Prediction markets have exploded in popularity, with platforms like Polymarket and Kalshi processing millions in trades daily. Behind many of these markets sits a powerful infrastructure called the Conditional Token Framework (CTF). If you’re a developer looking to build prediction market applications or integrate forecasting tools into your dApp, understanding CTF is essential. This framework solves the complex problem of representing conditional outcomes as tradable tokens, making it possible to create efficient, composable prediction markets on blockchain.
The Gnosis CTF design and why it scales
The Conditional Token Framework, developed by Gnosis, introduces a smart contract standard that represents prediction market positions as ERC-1155 tokens. What makes this design brilliant is how it handles complexity. Instead of creating separate contracts for every market, CTF uses a single contract that can manage unlimited markets through position IDs. Each outcome in a market gets its own token, and traders hold these tokens until the market resolves.
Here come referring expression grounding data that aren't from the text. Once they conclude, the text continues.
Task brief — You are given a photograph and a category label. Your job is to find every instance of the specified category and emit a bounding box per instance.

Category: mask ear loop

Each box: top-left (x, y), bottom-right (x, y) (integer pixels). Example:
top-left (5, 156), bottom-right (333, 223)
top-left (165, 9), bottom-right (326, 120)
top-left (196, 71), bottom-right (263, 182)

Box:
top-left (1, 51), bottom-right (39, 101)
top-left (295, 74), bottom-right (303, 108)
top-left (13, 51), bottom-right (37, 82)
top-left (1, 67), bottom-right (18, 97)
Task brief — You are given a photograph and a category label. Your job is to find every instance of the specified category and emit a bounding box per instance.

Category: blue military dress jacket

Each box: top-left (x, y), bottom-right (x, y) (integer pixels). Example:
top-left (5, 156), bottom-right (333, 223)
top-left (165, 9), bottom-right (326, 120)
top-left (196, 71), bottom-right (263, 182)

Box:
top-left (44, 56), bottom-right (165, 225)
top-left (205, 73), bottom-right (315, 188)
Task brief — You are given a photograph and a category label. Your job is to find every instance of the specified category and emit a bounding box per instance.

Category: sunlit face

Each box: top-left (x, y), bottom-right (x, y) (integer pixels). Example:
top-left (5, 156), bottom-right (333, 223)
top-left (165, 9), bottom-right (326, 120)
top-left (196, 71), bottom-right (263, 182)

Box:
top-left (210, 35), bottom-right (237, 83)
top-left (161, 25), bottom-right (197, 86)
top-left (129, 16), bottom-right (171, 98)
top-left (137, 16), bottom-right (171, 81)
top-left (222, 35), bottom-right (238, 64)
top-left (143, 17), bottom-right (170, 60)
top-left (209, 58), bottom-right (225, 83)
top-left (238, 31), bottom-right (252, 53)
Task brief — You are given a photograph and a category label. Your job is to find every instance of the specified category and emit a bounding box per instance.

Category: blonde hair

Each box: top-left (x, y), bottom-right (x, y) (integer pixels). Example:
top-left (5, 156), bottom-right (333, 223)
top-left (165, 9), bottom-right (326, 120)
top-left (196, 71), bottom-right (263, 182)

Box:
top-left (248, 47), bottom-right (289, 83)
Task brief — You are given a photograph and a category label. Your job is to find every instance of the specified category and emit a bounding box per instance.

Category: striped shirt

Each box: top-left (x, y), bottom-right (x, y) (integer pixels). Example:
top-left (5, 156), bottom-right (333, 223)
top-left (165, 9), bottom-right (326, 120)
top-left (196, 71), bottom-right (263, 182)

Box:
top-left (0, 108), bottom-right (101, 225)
Scalability comes from the framework’s efficient use of Ethereum’s storage. The system batches operations and minimizes gas costs by avoiding redundant contract deployments. When you create a market asking “Will it rain tomorrow?”, CTF mints two position tokens (yes and no) without spinning up new infrastructure. This architecture has proven capable of handling thousands of simultaneous markets, which is why major platforms chose to build on it.
Position IDs, parent collections, and splits
Position IDs are deterministic hashes that uniquely identify each outcome token. They’re calculated from the condition ID, the collection ID, and the specific outcome index. This cryptographic approach ensures that identical market conditions always produce the same position IDs, enabling composability across different applications. Parent collections allow markets to be nested, so you can create conditional markets like “If Team A wins, will Player X score?”
The split and merge operations are core mechanics. When you split collateral, you lock tokens and receive an equal amount of outcome tokens for each possibility. If you hold 10 USDC and split on a binary market, you get 10 YES tokens and 10 NO tokens. Merging does the reverse, burning matched sets to redeem collateral. This symmetry keeps markets balanced and capital efficient.
How Polymarket uses CTF in production
Polymarket, one of the largest prediction market platforms in 2026, built its entire trading infrastructure on CTF. The platform handles markets on everything from elections to sports outcomes, processing trades worth hundreds of millions. Polymarket wraps CTF with custom order book systems and market maker algorithms, but the underlying position tokens remain pure CTF implementations. This choice gave them instant liquidity pooling capabilities and cross-market composability.
The platform’s success demonstrates CTF’s production readiness. Polymarket markets resolve automatically using oracle feeds, and the framework’s standardized redemption process ensures winners can claim payouts without platform intervention. During high-volume events like the 2024 U.S. elections, CTF’s architecture handled massive concurrent trading without breaking.